I thought it might have been the sunset of the century. I rushed out and ran to the C-shuttle stop only to find a notice of route deviation. So I went to the False Creek Ferries’ landing but it was Sunday and they were no longer crossing to the bottom of False Creek. I ran back up the hill and caught a bus on Davie. But once on board I realized we were going the wrong way, north almost to Burrard Inlet before turning east and eventually back south on Main. It’s because of the Nike Race, the driver told me, apologetic. There are road blocks everywhere. It’s been a hell of day.
When I shot off the bus at the train station a fantastic storm cloud was towering to the east, but I had no clear line of sight and none of the obstacles were worth showing. I pressed on towards the water, looking behind me as I walked fast. By the time I got to a spot where I could catch my breath and setup, the cloud had pretty much died and my sunset had misfired.
I took the time to shoot a few "I was there, any way" pictures and a pano, but I shot at too wide a focal length and my verticals are distorted. Later, in Photoshop, having stitched the 10 shots into a 239 mb file, it took me 2 attempts to apply the superb "denoise" action of FFDD6; it’s highly processor-intensive and on such a large file, it tests the very limits of my poor laptop’s endurance.

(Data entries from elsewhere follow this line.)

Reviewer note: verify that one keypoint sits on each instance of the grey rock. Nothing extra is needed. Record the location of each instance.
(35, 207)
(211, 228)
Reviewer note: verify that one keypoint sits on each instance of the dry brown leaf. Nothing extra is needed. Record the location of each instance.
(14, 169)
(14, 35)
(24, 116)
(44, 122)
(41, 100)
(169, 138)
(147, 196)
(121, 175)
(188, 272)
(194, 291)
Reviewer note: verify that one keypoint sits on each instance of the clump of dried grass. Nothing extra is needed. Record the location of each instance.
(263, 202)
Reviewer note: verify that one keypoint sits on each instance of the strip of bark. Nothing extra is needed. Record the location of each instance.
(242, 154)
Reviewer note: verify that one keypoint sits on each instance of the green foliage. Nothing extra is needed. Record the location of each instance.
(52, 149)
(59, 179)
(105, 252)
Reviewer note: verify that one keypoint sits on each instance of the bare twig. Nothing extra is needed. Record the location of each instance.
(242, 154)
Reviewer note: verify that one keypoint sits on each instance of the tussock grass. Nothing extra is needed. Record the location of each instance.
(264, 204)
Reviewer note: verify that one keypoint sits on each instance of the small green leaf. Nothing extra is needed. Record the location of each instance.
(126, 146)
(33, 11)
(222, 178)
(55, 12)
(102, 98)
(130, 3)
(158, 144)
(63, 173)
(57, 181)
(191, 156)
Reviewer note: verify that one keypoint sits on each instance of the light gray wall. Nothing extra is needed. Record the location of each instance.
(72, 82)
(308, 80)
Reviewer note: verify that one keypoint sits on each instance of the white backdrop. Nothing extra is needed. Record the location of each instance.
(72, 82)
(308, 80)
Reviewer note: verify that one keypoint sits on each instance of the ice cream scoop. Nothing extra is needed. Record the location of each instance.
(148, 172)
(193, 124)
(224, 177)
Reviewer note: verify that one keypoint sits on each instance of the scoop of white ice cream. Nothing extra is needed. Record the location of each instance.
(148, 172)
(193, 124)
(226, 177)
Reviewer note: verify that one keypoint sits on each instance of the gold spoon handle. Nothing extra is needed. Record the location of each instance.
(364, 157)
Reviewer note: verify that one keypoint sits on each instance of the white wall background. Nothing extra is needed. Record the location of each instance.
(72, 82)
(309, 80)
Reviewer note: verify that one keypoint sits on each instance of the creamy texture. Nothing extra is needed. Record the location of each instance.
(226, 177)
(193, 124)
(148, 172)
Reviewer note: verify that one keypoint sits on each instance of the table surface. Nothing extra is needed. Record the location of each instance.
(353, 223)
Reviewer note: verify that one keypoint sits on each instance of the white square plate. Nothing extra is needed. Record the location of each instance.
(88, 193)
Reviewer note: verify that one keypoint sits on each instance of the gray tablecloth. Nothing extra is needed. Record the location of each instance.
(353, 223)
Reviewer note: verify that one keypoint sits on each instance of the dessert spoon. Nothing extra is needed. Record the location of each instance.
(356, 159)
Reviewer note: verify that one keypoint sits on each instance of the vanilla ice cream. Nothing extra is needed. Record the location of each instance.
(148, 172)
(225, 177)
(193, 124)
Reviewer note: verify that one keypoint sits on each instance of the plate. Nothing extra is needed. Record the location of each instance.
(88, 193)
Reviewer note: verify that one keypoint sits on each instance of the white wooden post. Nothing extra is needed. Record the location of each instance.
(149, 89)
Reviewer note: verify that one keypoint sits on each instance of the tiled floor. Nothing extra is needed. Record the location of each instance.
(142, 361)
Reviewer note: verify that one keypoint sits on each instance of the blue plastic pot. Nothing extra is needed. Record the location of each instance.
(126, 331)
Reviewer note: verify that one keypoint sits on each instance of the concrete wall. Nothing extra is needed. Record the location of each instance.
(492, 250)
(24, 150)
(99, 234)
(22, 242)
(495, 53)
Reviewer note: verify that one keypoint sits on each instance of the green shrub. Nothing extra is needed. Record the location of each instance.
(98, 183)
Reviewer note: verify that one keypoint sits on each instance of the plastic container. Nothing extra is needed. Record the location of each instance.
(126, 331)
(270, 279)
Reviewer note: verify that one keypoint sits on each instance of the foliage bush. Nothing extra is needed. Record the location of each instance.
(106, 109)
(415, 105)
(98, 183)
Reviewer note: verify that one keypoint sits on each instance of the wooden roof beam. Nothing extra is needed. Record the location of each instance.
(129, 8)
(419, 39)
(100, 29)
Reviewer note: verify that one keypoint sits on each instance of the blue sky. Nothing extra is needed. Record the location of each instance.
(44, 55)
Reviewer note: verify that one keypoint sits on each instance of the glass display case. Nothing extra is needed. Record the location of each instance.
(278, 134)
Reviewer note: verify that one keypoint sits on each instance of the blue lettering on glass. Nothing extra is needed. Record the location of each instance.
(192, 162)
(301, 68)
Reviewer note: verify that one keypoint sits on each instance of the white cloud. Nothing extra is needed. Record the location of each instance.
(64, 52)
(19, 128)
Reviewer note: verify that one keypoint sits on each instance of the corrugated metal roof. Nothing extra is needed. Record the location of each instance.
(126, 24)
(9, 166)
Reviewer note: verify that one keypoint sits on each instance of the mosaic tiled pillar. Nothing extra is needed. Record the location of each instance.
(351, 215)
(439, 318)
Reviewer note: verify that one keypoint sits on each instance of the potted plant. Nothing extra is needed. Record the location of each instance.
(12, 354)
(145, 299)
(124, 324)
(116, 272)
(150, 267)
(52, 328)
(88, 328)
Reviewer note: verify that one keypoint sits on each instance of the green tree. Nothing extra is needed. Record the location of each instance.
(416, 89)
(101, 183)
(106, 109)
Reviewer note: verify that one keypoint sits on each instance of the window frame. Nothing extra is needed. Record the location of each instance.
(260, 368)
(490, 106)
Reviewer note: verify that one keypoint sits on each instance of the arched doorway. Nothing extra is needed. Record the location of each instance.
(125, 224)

But all this is just a hazy blur. My mind is elsewhere. Soon, once again, as it has for over a year now and always will, time is going to contract itself like a snake recoiling before a bite, and then it will explode in all directions, hours turning into mere seconds and a week into an eternity. East is visiting West, the Big Apple meets the City of Glass, a terrace vs a balcony, so much fun in perspective it’s hard to breathe and accept this will not be it. Yet.